S’achemine t- on vers un report ?
Un ruban jaune estampillé « police technique et scientifique » barre l’entrée à l’un des entrepôts de la Commission électorale nationale indépendante (Ceni), avenue des Forces armées, à Kinshasa.
À neuf jours des élections en RDC, près de 8 000 machines à voter ont été consumées dans un incendie qui s'est déclaré dans la nuit de mercredi à jeudi dans un entrepôt de la Ceni à Kinshasa.

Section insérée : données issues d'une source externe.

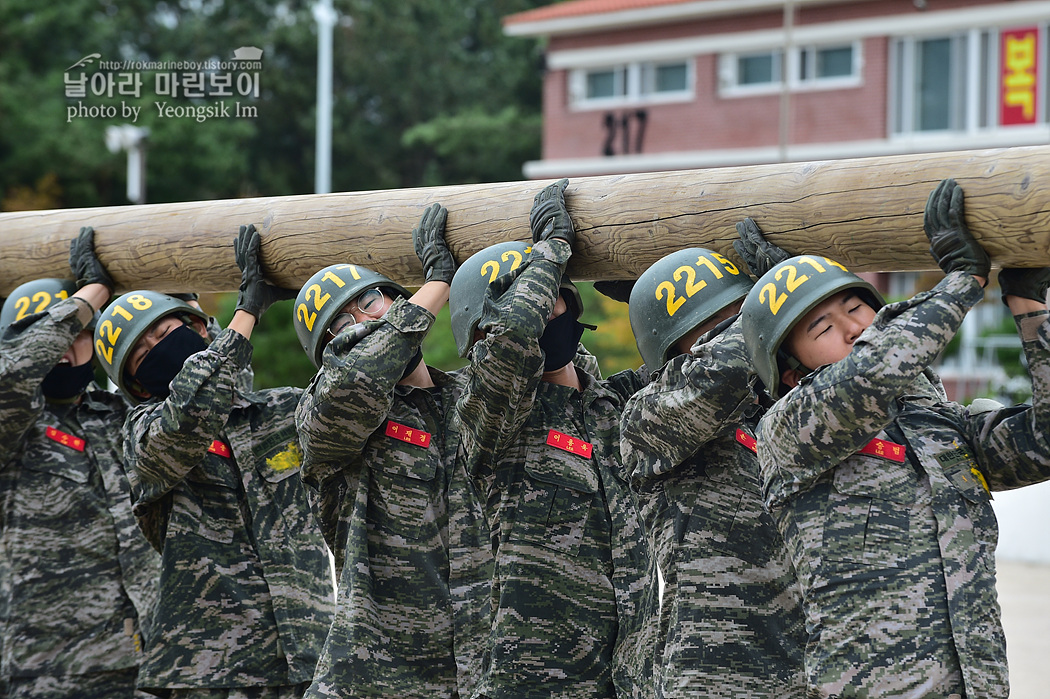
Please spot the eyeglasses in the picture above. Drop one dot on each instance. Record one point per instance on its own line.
(369, 302)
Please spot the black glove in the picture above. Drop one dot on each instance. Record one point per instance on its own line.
(758, 254)
(549, 218)
(618, 290)
(256, 294)
(950, 241)
(428, 238)
(1025, 281)
(85, 266)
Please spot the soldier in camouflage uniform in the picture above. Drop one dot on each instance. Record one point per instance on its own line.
(77, 579)
(881, 486)
(731, 621)
(573, 576)
(245, 589)
(379, 459)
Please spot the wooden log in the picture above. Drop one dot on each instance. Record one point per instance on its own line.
(864, 212)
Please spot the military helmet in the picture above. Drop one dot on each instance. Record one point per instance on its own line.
(326, 295)
(125, 321)
(467, 294)
(678, 293)
(34, 297)
(470, 282)
(781, 297)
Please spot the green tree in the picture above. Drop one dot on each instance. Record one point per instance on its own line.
(425, 92)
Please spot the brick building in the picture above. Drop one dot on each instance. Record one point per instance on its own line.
(647, 85)
(644, 85)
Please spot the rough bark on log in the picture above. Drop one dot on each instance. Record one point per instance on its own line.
(863, 212)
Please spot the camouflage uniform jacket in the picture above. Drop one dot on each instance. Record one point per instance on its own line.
(379, 461)
(573, 580)
(882, 490)
(246, 585)
(731, 621)
(78, 578)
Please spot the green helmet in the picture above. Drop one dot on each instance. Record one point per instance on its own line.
(678, 293)
(326, 295)
(467, 294)
(125, 321)
(34, 297)
(781, 297)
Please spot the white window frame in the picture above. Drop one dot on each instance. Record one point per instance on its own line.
(729, 80)
(632, 93)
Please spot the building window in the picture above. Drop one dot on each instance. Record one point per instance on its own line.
(606, 84)
(807, 67)
(634, 83)
(758, 69)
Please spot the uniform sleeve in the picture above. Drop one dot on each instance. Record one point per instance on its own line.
(164, 441)
(840, 407)
(1013, 444)
(29, 348)
(689, 403)
(506, 365)
(351, 396)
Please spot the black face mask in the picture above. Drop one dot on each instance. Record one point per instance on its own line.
(560, 341)
(66, 381)
(166, 359)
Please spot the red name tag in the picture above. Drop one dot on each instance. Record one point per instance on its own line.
(65, 440)
(573, 444)
(747, 440)
(219, 448)
(407, 435)
(884, 449)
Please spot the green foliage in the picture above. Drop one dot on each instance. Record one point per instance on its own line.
(612, 342)
(476, 146)
(425, 92)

Très rapidement, une cellule de crise a été mise en place au sein de la Ceni avec comme objectif de : procéder à une évaluation préliminaire du sinistre.
Lors d’une conférence de presse organisée au siège de la commission, le président de cette institution, Corneille Nangaa a fait une évaluation : « En attendant les estimations définitives de cet ignoble événement, la Ceni constate que le feu a consumé le matériel de 19 sur 24 communes de Kinshasa, soit près de 8 000 machines à voter sur les 10 368, 3 774 isoloirs sur 8 887, 552 kits bureautiques sur 8 887, 17 901 encres indélébiles, 800 nouvelles motos et 15 véhicules, près de 9 500 batteries externes ».
Avant l’incendie, le déploiement du matériel électoral n’était effectif que dans 3 % du territoire national, selon la Ceni. Là bas, on pense qu’un report des élections va avoir de graves conséquences. Cette inquiétude est partagée par le gouvernement de Joseph Kabila : « Aujourd’hui, peu importe les raisons, un nouveau report des scrutins entraînera une crise de trop dont l’issue sera incertaine. Pour le moment, il n’est pas question de repousser les échéances -La Ceni s’emploie pour que ces élections se tiennent conformément à son calendrier, soit le 23 décembre… ».
La Ceni et son stock tampon
Mais comment compte-t-elle s’y prendre pour équiper des bureaux de vote de Kinshasa de machines à voter ? L’hypothèse d’une nouvelle commande auprès du fabricant sud-coréen a été écartée, car cela risque de prendre des mois. Oubliez également le recours aux bulletins papiers classiques. La Ceni dit miser surtout sur la contingence et, plus précisément sur le stock tampon.
105 257 machines à voter ont été commandées pour 75 781 bureaux de vote. De ces 29 476 machines à voter de réserve, la Ceni en a déjà déployé une supplémentaire dans chacun de 17 785 centres d’inscription qui vont être transformés en centres de vote. « En réalité, nous avons dû déployer 21 000 machines à voter de réserve parce que, suivant leur grandeur, certains centres d’inscription ont été scindés à deux centres de vote », précise une source proche du dossier au sein de la Ceni.
Se fondant sur ces chiffres disponibles, il existerait donc quelque 8 476 autres machines à voter dans le stock tampon de la Ceni. Pourtant, ces machines à voter ne sont pas à Kinshasa, elles sont déjà disséminées à travers le pays. Mais, en dépit de cette contrainte, le discours des responsables de la commission électorale se veut rassurant.
« Une instruction a été donnée au secrétariat exécutif national qui est déjà en train d’identifier, d’empaqueter ce matériel par voie aérienne (…), a indiqué Corneille Nangaa. L’enjeu maintenant, c’est de les faire revenir le plus tôt possible dans la capitale. » Mais, pour l’instant, aucune date de l’arrivée de ces machines à voter à Kinshasa n’a été communiquée.
Les accusations fusent de partout
Les politiques s’accusent déjà mutuellement. Pour le Front commun pour le Congo (FCC), plateforme électorale soutenant Emmanuel Ramazani Shadary, le dauphin du président Kabila, le coupable est tout trouvé : Martin Fayulu, candidat de la coalition Lamuka, qui draine des foules aussi enthousiastes que nombreuses depuis le début de la campagne électoral. L’opposant rejette le recours à la machine à voter.
Certains, à l’instar de Moïse Katumbi, membre influent de la coalition pensent qu’il ne s’agit que d’un simple montage, parce que selon le régime ne veut pas organiser les élections: « Il n’y a que des gens qui ont vécu dans le maquis pour réfléchir de la sorte. Ils doivent être intelligents lorsqu’ils se lancent dans des tels montages - des images montrent par exemple que des palettes en bois n’ont pas brûlées lors de l’incendie, alors que des véhicules ont été calcinés. Et l’endroit se trouve dans un lieu hautement sécurisé, à moins de 200 mètres du bureau du chef d’état-major des forces terrestres …».